As to why, Reeves believes the problem is structural:

"I think the structural disadvantage is largely a result of two things. The big one is that the education system presumes that girls and boys mature at the same rate, when they don't. Boys mature much more slowly than girls. Chronological age is used as a proxy for development: when you should start school, when you should move on to the next grade, and so on. But there's actually a very big gap in the brain development of girls and boys, and that gap is at its widest in adolescence. A 15-16 year-old girl is between a year and two years ahead of a boy the same age, in terms of the development of the prefrontal cortex, sometimes called the CEO of the brain. That's the bit that says, 'No, you should study, not go out, and you should turn your homework in, and you should plan ahead, and have you thought about which college you're going to?' Girls are better at that than boys anyway. But most importantly, they get better at it much sooner. The boys catch up in their 20s."

Those from families at the bottom of the income distribution fare worse, and it carries through into adulthood because "the labour market has become a more hostile place for many men — especially those with less education":

"This point cannot be overstated: The boys and men struggling the most are those at the sharp end of other inequalities. The ones we need to be worried about are not those of the upper middle class, who are flourishing in almost every respect, but the ones on the bottom half of the economic and social ladders.

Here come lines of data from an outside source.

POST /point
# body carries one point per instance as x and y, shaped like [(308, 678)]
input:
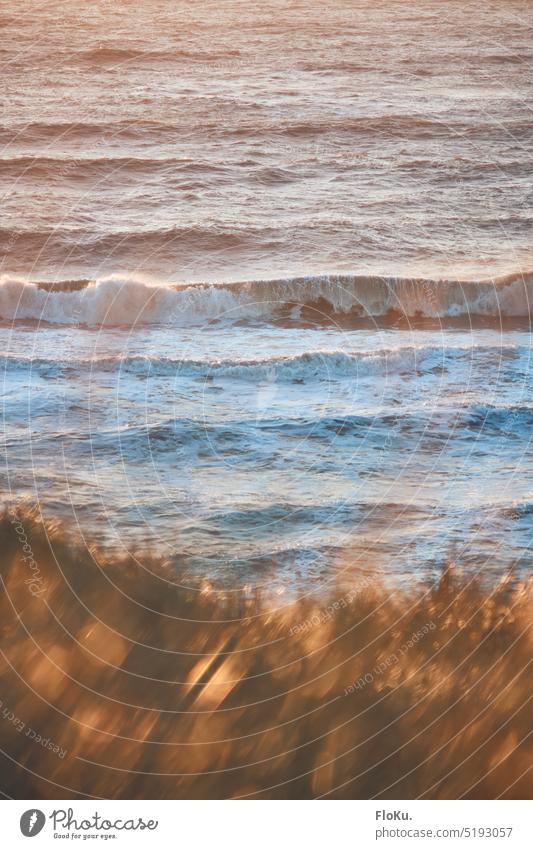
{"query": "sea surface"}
[(266, 280)]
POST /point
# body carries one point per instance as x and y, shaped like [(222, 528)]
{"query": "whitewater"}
[(266, 285)]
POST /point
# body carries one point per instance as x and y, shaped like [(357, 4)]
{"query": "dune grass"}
[(117, 683)]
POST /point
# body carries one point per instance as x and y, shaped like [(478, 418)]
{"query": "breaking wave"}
[(130, 300), (321, 365)]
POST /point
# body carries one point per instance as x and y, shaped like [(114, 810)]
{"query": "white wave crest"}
[(130, 300)]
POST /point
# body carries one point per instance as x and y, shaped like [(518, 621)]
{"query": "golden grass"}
[(159, 692)]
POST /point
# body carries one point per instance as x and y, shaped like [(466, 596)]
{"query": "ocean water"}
[(266, 282)]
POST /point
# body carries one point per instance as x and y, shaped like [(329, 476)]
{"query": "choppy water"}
[(352, 185)]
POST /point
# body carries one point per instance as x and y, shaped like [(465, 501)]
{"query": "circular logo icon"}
[(32, 822)]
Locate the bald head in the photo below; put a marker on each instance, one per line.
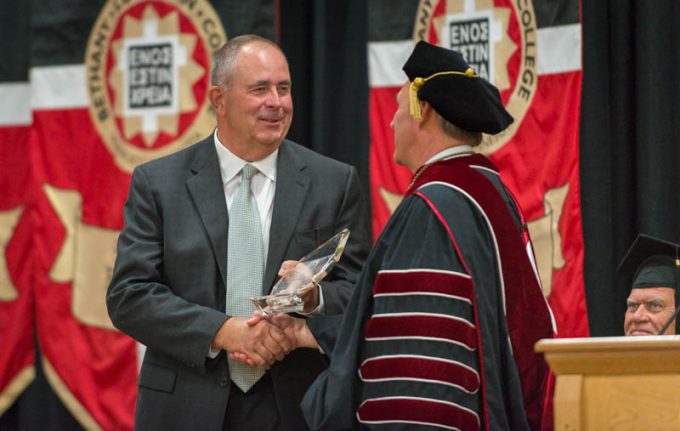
(224, 60)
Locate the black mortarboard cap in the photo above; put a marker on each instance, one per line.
(656, 263)
(443, 78)
(653, 261)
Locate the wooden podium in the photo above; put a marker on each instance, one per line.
(615, 383)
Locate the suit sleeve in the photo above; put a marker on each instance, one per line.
(140, 304)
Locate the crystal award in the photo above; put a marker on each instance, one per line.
(286, 293)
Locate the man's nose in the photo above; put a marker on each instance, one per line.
(640, 313)
(273, 98)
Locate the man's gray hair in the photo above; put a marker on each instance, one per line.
(224, 60)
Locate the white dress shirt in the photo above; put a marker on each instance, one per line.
(263, 186)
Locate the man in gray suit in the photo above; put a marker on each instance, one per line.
(170, 281)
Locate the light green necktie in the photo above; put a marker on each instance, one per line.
(245, 267)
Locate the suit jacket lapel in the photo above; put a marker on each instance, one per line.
(291, 188)
(205, 187)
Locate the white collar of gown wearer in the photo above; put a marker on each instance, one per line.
(450, 152)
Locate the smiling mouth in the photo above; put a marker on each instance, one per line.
(642, 332)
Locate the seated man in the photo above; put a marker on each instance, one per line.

Most men are not part of the elite, and even fewer boys are destined to take their place. As The Economist puts it, 'the fact that the highest rungs have male feet all over them is scant comfort for the men at the bottom.' Men at the top are still flourishing, of course, but men in general are not. And many of the attempts to help them are falling short."

You can read Reeves' summary of his book in National Affairs here (~17 minute read), his interview with Yascha Mounk here (~16 minute read), or Brooks' NYT column on it here (~4 minute read).

5—Further reading...

🙊 "A consortium of four private groups worked with the departments of Homeland Security (DHS) and State to censor massive numbers of social media posts they considered misinformation during the 2020 election, and its members then got rewarded with millions of federal dollars from the Biden administration."

🎮 Walmart is entering the metaverse via the video game Roblox, creating a digital "Walmart Land... [which] will bring the best fashion, style, beauty and entertainment items directly to the global Roblox community of over 52 million daily users".

🤖 Tesla's new Optimus robot reveal was, as expected, a bit of a joke, failing to demonstrate any actual autonomy – worse, it even had to be assisted on stage by three humans.

💸 New Zealand's government wanted to reduce carbon emissions, so it rolled out a clean car rebate scheme. The scheme reduced carbon but at a cost of $126,000 per tonne, which was nearly 1,500x more expensive than simply buying local carbon credits.